Commissioner Roger Goodell made $44.2 million last year. But he didn’t actually make $44.2 million.
In actuality, he earned $35.1 million in salary, bonus, and pension compensation for the one-year period (ending March 31, 2013) covered by the Form 1099, filed by all tax-exempt organizations. The compensation also includes a $5 million incentive payment and a $4.1 million pension payment from the year of the work stoppage, which was paid in 2012.
In other words, Goodell’s compensation of nearly $30 million in the fiscal year ending March 31, 2012 was $9.1 million too light. It should have been nearly $39 million that year, with only $35.1 million earned the following 12 months.
Which means he actually made roughly $4 million less from one year to the next.
Apart from the explanation, which once the numbers get above $10 million don’t really matter to 99.99999 percent of us, the league has defended Goodell’s high wages via a stream of quotes from owners serving on the Compensation Commitee
“Commissioner Goodell’s compensation reflects the value of his leadership and the success of the NFL at the highest levels,” Falcons owner Arthur Blank said. “His significant accomplishments continue to strengthen our game, our business and our leading position in the sports industry.”
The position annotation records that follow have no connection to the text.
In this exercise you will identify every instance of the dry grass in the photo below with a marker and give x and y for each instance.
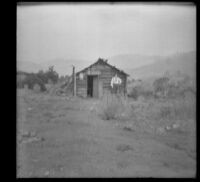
(150, 114)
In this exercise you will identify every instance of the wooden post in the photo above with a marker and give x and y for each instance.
(74, 81)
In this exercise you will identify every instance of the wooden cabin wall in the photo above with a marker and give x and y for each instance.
(105, 77)
(81, 87)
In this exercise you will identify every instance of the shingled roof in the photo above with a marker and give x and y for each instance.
(102, 61)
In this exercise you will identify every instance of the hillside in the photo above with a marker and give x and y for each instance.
(28, 66)
(183, 63)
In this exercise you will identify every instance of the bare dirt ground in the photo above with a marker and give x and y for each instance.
(75, 142)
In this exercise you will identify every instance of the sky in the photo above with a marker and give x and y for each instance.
(89, 31)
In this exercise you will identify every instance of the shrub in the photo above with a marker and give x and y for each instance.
(114, 107)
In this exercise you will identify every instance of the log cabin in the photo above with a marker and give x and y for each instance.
(99, 79)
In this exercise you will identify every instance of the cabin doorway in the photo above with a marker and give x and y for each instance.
(92, 86)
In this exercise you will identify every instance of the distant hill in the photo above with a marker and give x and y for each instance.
(137, 66)
(127, 61)
(28, 66)
(177, 64)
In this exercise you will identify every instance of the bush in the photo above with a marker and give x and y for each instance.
(114, 107)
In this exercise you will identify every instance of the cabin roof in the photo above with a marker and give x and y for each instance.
(102, 61)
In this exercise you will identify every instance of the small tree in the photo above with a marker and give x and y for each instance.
(161, 85)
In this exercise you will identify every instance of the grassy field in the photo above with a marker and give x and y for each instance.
(113, 137)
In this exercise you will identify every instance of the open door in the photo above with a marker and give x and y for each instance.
(92, 86)
(95, 87)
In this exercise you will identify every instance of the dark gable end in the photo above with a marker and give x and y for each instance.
(103, 62)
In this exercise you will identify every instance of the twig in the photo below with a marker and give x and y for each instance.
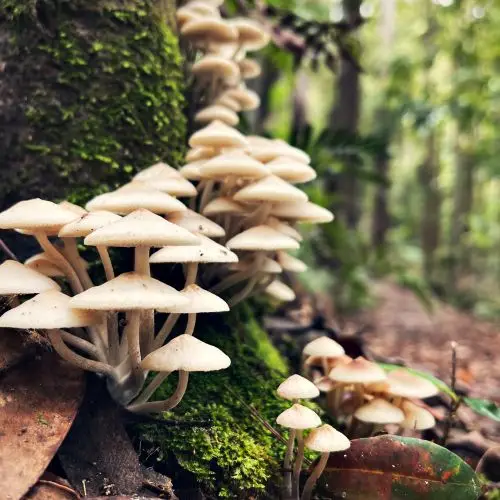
(450, 417)
(8, 251)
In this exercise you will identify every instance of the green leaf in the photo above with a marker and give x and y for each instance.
(438, 383)
(398, 468)
(484, 407)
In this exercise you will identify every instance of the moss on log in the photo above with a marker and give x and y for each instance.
(91, 91)
(235, 456)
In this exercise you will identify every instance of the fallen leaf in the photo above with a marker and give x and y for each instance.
(39, 400)
(397, 468)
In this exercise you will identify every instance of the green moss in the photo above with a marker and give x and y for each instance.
(92, 92)
(236, 457)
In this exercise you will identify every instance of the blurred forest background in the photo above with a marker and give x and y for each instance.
(397, 102)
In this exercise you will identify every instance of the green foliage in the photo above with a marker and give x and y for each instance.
(236, 456)
(97, 88)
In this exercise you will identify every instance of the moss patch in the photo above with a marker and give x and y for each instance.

“I have had the privilege of working with Roger Goodell closely over the past eight years,” Patriots owner Robert Kraft said. “He provided great leadership and vision in helping navigate through a major labor negotiation and extending our TV contracts, which in fact have created a decade of stability that is unheard of in today’s sports and entertainment environment. I feel that as Commissioner he runs the business as if he were an owner-operator. I consider him to be one of the most outstanding managers in the country. We are lucky to have him at the helm.”
Added Panthers owner Jerry Richardson: “The National Football League continues to be the leader in all professional sports and Roger Goodell has provided excellent direction in keeping the NFL in its preeminent position. His long tenured service with the League provides a skill set that is unique and essential in overseeing our sport.”
Ultimately, anyone is worth precisely what someone else will pay them. Goodell is worth $44.2 million (or $35.1 million) because that’s what the 32 teams are willing to pay him to preside over the sport.
Considering the billions that are being generated on his watch, it’s hard to fault them for it.